In the end, we’re left with an interesting tale of modern detection, spiced up by a deliciously portentous “physical” dimension when the narrative moves to Raleigh. Critics voiced on the Internet have complained that the Intruder’s side of the story has been given short thrift, but that’s an insignificant assertion given the source of the story. Far more damaging is the rather obnoxious narrator and the sometimes-ridiculous attempts at humanizing the character. Whatever your opinions about cracking, Takedown is unlikely to convince anyone. Readers, let them be laymen, hackers or crackers, will get out of the book what they bring into it.

Lethal Weapon 2 (1989)

(On TV, July 1998) This sequel loses something of the initial interaction between the two lead characters, but gains fantastic villains and even better action sequences while retaining a certain dramatic edge that is nowhere to be found in latter films of the series. Series regulars may regard this one as a high point of the series, lame ending aside.

Das Boot (1981)

(On VHS, July 1998) Incredibly convincing account of a U-boat submarine patrol in the middle of WW2, Das Boot ranks as one of the finest war movie I’ve seen. Mesmerizing, suspenseful, touching in its sincerity, Das Boot should be seen at least once. My “Director’s Cut” widescreen version was in German, with English subtitles. It works. This should be experienced on as big a screen as possible, with the best sound system you can afford to put together. It’s a bit longish in spots, but uses most of its long stretches to build suspense or develop characters. Don’t miss it. Makes a perfect double-feature for Saving Private Ryan.

Armageddon (1998)

(In theaters, July 1998) It gave me a headache, it frequently didn’t make any sense, had some of the goofiest science ever and the worst editing I’ve seen lately, but Armageddon was definitely a perfect summer blockbuster. It’s the second “something’s going to smash into the Earth!” movie of 1998, but whereas Deep Impact was okay drama, Armageddon is slam-bang action. The goofs are innumerable and I could probably prepare a good hour-long seminar on “Physics Armageddon writers should have studied”, but you’re unlikely to be bothered with it: just consider it a caricature. Okay acting, spectacular Special Effects, adequate characters… Complete nonsense, but it delivers. One truly enjoyable brainless audiovisual stunner, just perfect for the 4th of July. I just wish for an extended director’s cut where they’ll use shots lasting more than three seconds.

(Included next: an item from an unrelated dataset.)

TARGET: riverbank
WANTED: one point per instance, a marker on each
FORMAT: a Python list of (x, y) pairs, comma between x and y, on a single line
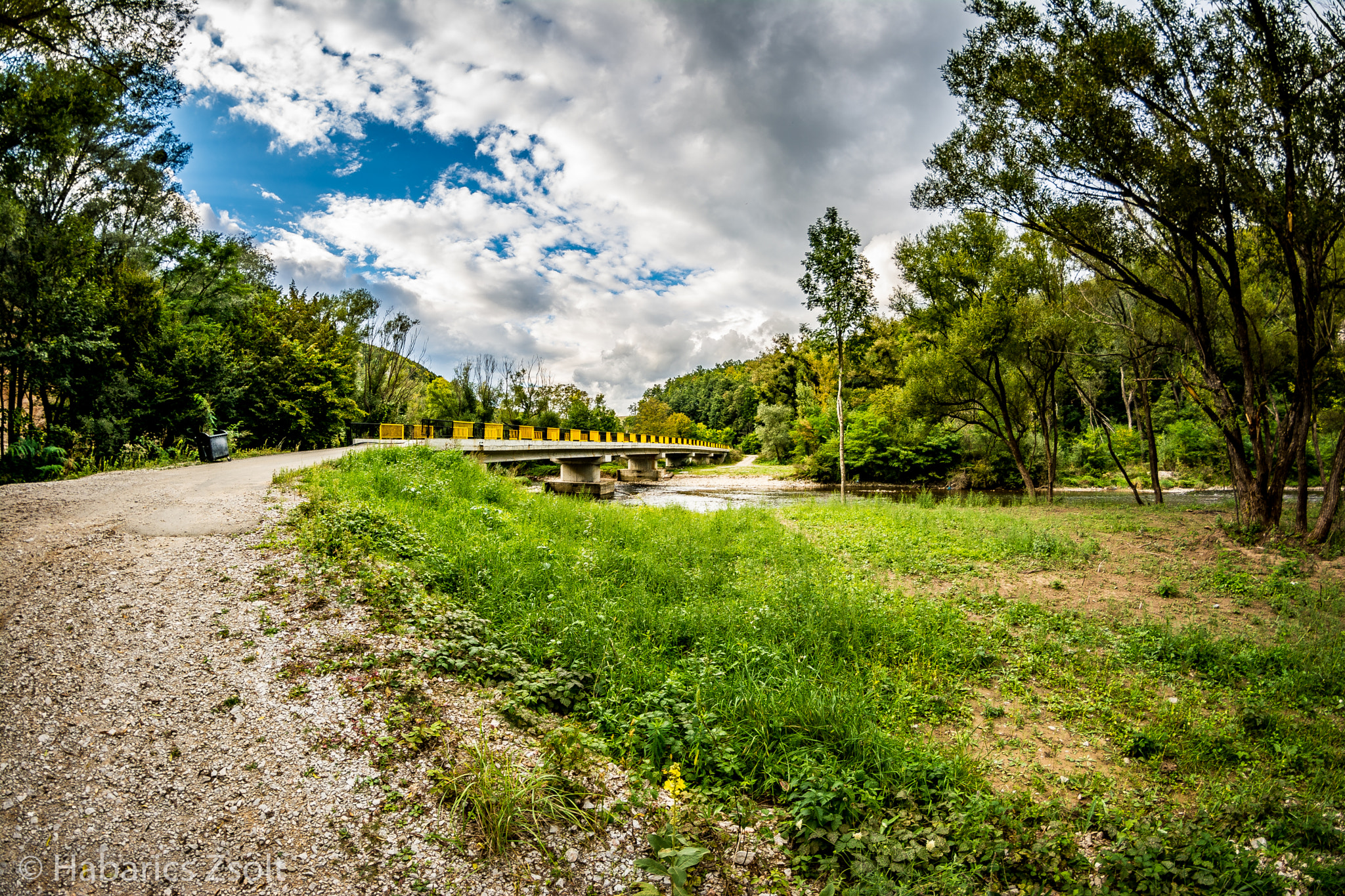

(Second viewing, On TV, February 2001) Watching this on a TV screen with three year’s worth of hindsight is an instructive experience. Stripped of the hype and of the audiovisual pummelling prepared by director Michael Bay, the film proves to be better and worse than remembered. For one thing, despite all his problems with coherent editing, it’s difficult not to be impressed with the dynamism of Bay’s direction: moving cameras, beautiful framing, interesting setups, wonderful colors. Indeed, the first half-hour of Armageddon is a top-notch, A+ thrill ride, with what may be the most extravagant action scene yet put to film (the destruction of New York, with its orgy of exploding cars). It’s in the latter part of the film that things don’t go as well. While the script works well as a comedic action film, it never takes off when it attempts to build love scenes (the infamous “animal crackers” bit), drama (“That salesman is your father!”) or heroic sacrifice ([spoiler]) The last half-hour is not only far too long and repetitive, but the editing problems get worse (it’s virtually impossible to have a clear idea of what’s happening) and the script problems also deteriorate in unintentional ridiculousness that clashes more and more with the heroic tone of the film. At least no dollar has been spared to bring us the pictures (some of which only last a flash or two) and most often than not, the pictures are worth looking at, while they’re still on the screen.